Der Weg führt nun nach links durch die erste Bahnunterführung und biegt vor der zweiten Unterführung erneut links ab. Man überquert die Autobahnbrücke und folgt dem Weg geradeaus in Richtung Keutzelbuch. An der nächsten Kreuzung führt der Pfad rechts zum Krackhof und biegt hier anschließend links wieder in Richtung Keutzelbuch ab (60 Minuten).

11. Station: Am Ortseingang befindet sich rechts eine Herz-Jesu-Figur umgeben von einem schmiedeeisernen Zaun. Darunter ein Bild des Hl. Rochus mit  Schäferhund und Hirtenstab. Hier steht: “Heiliger Rochus bitte für uns” und “Süßes Herz meines Jesus gib, daß ich immer mehr dich lieb”. Auf der Rückseite lautet die Inschrift: “Zur Erinnerung an die Herz-Jesu-Weihe im Kriegsjahre 1914 von mehreren Wohltätern gestiftet”.

In Keutzelbuch folgt am Dorfplatz rechts die Abzweigung zum Breitenfelder Weg (10 Minuten).

 

12. Station: Nach 200 m steht links am Hof Lauer ein rotes Steinkreuz mit weißer Jesusfigur aus dem Jahr 1900 mit der Inschrift: “Siehe wie ich dich Liebe! Mein Jesu Barmherzigkeit!”. Auf der Rückseite ist die Jahreszahl 1900 eingemeißelt.

Zunächst geradeaus, am Wannerhof links und danach rechts über den Tannenhof führt der Weg wieder links zur Keutzelbucher Straße. An dieser steht in Richtung Rückers an einer Abzweigung auf der linken Seite ein weiteres Kreuz (15 Minuten).

13. Station: Das “rote Kreuz” ist nach der Farbe eines früheren Holzkreuzes benannt. Auf der Vorderseite ist zu lesen: “Gott der selbst seines eigenen Sohnes nicht geschont und ihn für uns alle hingegeben hat, wie sollte er uns nicht alles mit ihm geschenkt haben”. Auf der Rückseite heißt es: ”Errichtet durch die Opfergaben eines großen Wohltäters v. Keuzelbuch (= Albert Seng) und vielen anderen 1904”.
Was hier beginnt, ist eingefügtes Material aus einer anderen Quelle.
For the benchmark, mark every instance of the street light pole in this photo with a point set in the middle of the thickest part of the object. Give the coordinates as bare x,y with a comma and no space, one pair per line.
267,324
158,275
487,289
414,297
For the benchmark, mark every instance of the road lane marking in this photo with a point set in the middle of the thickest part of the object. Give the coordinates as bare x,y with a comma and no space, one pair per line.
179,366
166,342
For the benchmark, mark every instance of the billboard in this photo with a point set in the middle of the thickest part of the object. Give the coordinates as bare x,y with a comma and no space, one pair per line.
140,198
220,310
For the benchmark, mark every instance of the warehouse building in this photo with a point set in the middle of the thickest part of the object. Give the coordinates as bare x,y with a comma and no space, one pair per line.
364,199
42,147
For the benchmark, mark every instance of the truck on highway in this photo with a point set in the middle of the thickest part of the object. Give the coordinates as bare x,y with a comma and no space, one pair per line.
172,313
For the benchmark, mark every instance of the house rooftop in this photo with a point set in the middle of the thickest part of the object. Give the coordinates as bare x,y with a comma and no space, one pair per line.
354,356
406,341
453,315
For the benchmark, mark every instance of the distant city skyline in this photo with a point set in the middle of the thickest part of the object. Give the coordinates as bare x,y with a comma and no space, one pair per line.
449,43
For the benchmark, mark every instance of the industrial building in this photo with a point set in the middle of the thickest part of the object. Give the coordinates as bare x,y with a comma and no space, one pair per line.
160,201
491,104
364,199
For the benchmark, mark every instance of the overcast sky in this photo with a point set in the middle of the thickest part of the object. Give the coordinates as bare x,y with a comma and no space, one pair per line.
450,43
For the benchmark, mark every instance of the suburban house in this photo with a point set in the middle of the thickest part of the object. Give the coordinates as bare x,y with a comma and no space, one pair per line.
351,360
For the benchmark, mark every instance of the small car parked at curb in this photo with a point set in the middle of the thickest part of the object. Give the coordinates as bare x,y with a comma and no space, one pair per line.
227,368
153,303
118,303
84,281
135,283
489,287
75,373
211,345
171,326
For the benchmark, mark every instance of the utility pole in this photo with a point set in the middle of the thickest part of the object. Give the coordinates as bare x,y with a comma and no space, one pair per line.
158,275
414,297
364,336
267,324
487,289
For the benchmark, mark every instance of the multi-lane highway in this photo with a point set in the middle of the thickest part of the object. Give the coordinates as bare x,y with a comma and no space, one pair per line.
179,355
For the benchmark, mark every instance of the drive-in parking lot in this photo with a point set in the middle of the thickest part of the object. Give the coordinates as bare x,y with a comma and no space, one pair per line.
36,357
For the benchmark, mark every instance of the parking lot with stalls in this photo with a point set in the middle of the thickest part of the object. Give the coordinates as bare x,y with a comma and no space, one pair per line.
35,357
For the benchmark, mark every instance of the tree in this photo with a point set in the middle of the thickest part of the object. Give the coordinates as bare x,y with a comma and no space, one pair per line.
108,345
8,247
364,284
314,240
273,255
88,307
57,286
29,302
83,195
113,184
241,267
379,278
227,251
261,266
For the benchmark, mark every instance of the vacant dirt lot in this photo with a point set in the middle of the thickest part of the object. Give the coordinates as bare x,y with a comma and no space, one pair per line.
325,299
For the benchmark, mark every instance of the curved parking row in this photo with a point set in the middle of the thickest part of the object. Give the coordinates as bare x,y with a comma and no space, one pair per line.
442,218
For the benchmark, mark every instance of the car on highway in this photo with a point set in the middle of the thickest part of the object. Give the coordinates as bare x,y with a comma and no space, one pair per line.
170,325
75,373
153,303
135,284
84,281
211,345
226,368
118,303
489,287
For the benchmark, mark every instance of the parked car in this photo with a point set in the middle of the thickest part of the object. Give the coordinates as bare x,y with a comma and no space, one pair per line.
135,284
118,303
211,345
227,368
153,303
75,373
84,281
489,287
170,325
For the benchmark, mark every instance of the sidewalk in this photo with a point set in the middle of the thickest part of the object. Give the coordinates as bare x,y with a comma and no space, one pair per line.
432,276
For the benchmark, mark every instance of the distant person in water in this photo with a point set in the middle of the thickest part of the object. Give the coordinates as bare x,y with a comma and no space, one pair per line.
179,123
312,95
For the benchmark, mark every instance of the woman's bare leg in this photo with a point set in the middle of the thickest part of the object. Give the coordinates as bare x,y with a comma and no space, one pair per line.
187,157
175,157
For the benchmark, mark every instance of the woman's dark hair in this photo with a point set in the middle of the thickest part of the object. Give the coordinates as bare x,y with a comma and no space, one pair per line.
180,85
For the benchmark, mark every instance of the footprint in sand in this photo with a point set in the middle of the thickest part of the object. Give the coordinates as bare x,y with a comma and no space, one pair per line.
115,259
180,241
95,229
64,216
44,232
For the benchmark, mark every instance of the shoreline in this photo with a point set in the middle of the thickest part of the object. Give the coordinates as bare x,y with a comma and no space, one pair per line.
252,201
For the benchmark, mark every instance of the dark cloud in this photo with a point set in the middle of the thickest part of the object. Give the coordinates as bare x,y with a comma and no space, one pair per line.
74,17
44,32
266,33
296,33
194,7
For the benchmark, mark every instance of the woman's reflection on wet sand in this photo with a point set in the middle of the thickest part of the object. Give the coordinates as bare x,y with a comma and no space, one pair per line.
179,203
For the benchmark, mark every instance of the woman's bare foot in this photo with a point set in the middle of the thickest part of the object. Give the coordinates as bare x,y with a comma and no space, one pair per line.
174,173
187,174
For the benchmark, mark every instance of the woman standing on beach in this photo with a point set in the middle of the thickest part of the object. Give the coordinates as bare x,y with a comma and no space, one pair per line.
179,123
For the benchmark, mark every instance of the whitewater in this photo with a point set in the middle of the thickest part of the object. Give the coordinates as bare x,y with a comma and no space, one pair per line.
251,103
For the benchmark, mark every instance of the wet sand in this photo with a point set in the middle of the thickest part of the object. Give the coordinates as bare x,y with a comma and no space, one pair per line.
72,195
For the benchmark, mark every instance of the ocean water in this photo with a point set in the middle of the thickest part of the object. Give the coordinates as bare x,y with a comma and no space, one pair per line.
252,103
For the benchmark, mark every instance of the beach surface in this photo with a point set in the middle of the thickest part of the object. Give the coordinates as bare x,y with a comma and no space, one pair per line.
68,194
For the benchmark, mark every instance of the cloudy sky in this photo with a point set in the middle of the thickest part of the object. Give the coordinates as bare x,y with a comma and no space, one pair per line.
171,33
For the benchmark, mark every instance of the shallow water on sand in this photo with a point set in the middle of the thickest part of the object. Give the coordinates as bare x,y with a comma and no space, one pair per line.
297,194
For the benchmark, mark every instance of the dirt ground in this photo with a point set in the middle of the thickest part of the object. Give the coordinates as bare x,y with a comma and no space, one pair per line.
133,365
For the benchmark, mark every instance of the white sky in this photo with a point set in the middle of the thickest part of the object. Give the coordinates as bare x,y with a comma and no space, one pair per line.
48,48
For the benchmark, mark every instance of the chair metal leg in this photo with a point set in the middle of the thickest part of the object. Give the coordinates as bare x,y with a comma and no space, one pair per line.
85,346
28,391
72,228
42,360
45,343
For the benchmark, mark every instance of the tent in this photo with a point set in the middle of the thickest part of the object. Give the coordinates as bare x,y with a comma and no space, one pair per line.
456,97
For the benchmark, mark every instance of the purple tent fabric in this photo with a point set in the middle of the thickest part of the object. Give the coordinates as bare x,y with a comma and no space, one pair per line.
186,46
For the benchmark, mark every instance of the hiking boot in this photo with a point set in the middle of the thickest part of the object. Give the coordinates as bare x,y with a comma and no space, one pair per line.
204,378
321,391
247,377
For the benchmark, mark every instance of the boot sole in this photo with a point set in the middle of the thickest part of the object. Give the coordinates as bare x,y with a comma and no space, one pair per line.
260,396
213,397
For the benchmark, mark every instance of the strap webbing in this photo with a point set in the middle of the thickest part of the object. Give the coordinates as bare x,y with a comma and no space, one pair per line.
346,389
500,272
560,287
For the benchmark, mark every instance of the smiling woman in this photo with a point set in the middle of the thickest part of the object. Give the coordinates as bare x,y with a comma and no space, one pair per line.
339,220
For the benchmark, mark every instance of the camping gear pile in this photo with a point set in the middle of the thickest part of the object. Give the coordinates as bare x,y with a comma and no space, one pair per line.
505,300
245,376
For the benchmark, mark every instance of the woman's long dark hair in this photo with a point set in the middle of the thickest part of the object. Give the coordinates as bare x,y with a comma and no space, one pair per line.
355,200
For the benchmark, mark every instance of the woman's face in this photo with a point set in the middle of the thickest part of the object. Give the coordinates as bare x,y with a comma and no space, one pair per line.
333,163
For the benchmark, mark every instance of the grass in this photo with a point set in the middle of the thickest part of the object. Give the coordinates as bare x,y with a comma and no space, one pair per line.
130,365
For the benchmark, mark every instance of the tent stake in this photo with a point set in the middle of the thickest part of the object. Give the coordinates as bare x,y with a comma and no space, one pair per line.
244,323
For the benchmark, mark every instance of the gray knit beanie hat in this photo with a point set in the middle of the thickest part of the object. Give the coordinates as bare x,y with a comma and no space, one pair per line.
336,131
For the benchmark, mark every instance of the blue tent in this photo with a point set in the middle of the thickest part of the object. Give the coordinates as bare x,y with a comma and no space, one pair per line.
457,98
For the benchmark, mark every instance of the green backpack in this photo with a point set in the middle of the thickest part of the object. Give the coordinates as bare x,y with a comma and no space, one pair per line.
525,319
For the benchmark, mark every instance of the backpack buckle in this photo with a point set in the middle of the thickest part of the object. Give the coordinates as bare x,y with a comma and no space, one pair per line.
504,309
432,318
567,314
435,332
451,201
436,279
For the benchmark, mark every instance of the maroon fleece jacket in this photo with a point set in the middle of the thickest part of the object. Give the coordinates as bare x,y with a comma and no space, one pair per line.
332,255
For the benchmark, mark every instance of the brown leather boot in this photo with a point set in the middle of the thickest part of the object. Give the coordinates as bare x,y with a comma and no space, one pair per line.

Der Weg führt nun zunächst geradeaus, dann nach rechts zum Sporthaus und von hier aus nach links in Richtung des Schützenhauses. An der nächsten Kreuzung geht es rechts zum Leideweg (15 Minuten).

 

14. Station: Über der Aufschrift “O Maria bitte für uns” steht hier im privaten Garten (früher außerhalb des Ortes am Bahnübergang) ein einfacher Bildstock aus Kunststein mit einer Marienfigur.
 
In Richtung Ortsmitte gelangt man links zum Kindergarten, bei dem rechts die Mühlenstraße abzweigt. Von hier führt der Pfad über die alte Schule und den neuen Dorfbrunnen zurück zur Kirche. Zum Abschluss bietet sich ein Besuch der Pfarrkirche an (10 Minuten).